As if this wasn’t bad enough, the reports kept pouring in. In June and December of 2020, Johnson was linked to parties thrown for his birthday and Christmas, respectively. According to The Daily Telegraph, the Downing Street crew held another questionable event in April 2021, just days before the funeral of the late Prince Philip.
Public relations for Johnson has scrambled to control the damage, but they have only succeeded in fueling what the London press has dubbed “Partygate.” What was particularly bizarre was the explanation of Johnson’s June 2020 birthday party, as given by an anonymous Downing Street spokeswoman: “He was there for less than 10 minutes.”
Translation: We get it, Boris. You didn’t inhale.
Jokes aside, you don’t need to guess how the British public reacted. Chris Curtis, head of political polling at London-based Opinium Research, summed it up quite colorfully by claiming citizens’ attitudes toward Johnson have turned from skepticism to outright cynicism.
“It has always been true that the public would prefer to have a pint with Boris Johnson, but wouldn’t necessarily trust him to look after their kids,” Curtis told ABC. “Now people say they would be less keen to have a pint with him and… really wouldn’t trust him to look after their kids.”
Indeed, Conservative MPs seem less keen to cozy up to Johnson today than they did a month ago. Talks of a no-confidence vote — code red for any parliamentary executive — have filled the air in London. Several Tory leaders, including Douglas Ross of Scotland, have already submitted no-confidence letters. Under the current rules, 54 Conservatives must write similar letters to oust Johnson.

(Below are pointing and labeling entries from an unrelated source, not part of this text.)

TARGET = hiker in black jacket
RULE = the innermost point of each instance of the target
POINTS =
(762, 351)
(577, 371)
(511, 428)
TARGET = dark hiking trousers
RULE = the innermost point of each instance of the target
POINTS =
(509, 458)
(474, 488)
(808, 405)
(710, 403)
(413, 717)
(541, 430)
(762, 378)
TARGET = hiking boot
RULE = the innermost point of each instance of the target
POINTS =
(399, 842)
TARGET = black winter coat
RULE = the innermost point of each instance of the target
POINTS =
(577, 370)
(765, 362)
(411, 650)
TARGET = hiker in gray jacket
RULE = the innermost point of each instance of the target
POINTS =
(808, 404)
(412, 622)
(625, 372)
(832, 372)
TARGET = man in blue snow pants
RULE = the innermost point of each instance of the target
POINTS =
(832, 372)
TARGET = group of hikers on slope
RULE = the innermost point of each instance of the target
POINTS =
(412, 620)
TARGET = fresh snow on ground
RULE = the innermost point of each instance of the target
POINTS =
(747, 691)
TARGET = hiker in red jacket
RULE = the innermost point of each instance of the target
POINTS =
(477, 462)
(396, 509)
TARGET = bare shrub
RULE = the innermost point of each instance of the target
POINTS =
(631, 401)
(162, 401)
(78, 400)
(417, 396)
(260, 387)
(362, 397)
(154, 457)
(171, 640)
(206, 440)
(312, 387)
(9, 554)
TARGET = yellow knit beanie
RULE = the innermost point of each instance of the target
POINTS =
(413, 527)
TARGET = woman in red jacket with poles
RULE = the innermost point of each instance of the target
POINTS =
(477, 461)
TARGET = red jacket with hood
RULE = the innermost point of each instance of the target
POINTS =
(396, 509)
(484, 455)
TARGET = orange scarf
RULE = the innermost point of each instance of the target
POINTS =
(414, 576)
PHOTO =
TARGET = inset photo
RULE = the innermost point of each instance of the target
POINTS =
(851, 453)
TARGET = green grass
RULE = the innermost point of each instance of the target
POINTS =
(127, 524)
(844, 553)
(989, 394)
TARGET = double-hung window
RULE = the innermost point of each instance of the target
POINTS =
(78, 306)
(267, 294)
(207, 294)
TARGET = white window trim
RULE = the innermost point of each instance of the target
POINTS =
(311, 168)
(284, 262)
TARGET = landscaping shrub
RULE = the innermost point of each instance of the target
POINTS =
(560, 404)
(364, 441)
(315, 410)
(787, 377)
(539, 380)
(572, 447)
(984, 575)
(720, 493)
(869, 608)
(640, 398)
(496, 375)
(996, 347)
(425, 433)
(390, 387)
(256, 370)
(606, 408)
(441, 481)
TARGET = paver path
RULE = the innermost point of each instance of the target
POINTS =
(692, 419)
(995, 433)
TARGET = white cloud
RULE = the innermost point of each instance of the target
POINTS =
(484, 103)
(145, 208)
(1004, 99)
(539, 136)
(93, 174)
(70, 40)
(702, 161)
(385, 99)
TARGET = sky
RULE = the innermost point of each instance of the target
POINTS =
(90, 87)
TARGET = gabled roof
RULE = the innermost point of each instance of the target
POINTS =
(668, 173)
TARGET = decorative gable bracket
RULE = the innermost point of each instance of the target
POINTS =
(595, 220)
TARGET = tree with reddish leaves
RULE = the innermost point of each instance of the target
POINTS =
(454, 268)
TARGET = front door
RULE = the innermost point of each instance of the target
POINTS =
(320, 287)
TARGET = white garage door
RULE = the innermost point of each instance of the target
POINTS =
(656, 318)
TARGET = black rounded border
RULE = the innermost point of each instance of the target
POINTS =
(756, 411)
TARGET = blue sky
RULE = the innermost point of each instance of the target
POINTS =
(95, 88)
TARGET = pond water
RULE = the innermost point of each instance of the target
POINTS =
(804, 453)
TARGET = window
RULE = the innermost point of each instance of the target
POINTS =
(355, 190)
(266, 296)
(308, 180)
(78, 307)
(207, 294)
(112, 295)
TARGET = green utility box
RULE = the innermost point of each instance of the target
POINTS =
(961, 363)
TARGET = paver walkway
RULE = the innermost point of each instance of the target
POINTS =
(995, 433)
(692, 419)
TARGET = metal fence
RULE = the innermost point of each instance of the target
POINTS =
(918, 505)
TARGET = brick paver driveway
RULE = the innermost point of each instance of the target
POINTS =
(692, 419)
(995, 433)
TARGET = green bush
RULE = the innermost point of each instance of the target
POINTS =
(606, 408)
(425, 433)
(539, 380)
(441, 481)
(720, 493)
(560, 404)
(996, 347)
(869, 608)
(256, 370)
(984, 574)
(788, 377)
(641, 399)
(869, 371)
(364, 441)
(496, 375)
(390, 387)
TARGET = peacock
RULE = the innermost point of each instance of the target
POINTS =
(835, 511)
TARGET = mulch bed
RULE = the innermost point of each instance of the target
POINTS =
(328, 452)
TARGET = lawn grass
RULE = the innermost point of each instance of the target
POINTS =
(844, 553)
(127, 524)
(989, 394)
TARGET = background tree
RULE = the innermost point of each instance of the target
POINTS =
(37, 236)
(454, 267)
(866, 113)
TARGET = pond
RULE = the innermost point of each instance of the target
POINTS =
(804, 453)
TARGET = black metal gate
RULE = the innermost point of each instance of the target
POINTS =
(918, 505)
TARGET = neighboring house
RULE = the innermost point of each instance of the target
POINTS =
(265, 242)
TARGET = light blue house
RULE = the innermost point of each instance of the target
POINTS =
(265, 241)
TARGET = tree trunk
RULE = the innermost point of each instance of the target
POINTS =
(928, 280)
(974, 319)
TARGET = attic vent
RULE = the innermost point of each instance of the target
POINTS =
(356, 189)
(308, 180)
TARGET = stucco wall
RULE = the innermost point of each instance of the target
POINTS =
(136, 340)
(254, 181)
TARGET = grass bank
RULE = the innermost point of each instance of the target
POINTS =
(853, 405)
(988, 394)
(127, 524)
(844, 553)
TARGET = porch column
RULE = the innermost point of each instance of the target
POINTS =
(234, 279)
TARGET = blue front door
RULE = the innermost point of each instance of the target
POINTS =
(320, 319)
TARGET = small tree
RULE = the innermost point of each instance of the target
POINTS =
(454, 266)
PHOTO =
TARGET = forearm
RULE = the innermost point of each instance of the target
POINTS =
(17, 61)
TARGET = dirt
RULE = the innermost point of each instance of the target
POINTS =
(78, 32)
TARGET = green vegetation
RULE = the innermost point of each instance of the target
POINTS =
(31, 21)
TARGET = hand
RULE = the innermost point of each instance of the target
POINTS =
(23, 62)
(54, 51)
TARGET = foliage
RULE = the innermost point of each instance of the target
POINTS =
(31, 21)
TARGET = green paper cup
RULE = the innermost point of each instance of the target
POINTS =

While there is certainly dissent within the Tory ranks, the impending ethics investigation by Sue Gray, the Second Permanent Secretary of the UK’s Cabinet Office, provides a much more straightforward path to Johnson’s potential removal from office. Though Gray lacks formal judicial power as a civil servant, her investigation could still spell trouble for Johnson.
As BBC reported on Jan. 13, the probe will be turned over to London’s Metropolitan Police if Gray discovers evidence of potential criminal behavior. If Johnson is found to have breached Parliament’s code of conduct, he could be further investigated by the institution’s standards advisor, Lord Christopher Geidt.
Gray’s report is expected to be released later this week or early next week. For now, the defiant Johnson has resisted calls to resign.
What is the lesson in all this? For one, the British government takes ethical complaints much more seriously than their American counterparts. Compare this to last summer’s resignation of New York Gov. Andrew Cuomo (D), who survived forcing COVID-19 positive seniors into nursing homes, and was only forced out after sexually harassing nearly a dozen women over the years.
But, perhaps more importantly, Partygate is a constant reminder that we must hold our elected officials to the very standard they impose upon their citizens. The last two years have brought highly specific, often unclear and ever-changing pandemic restrictions, thus making it easier to excuse bad behavior from our leaders.
The backlash Johnson has received from across his country’s political spectrum should serve as a welcome reminder of our own obligation to keep tabs on those with power. And, if Johnson is ousted, leaders around the world should receive the message loud and clear: The era of “do as I say, not as I do” is over.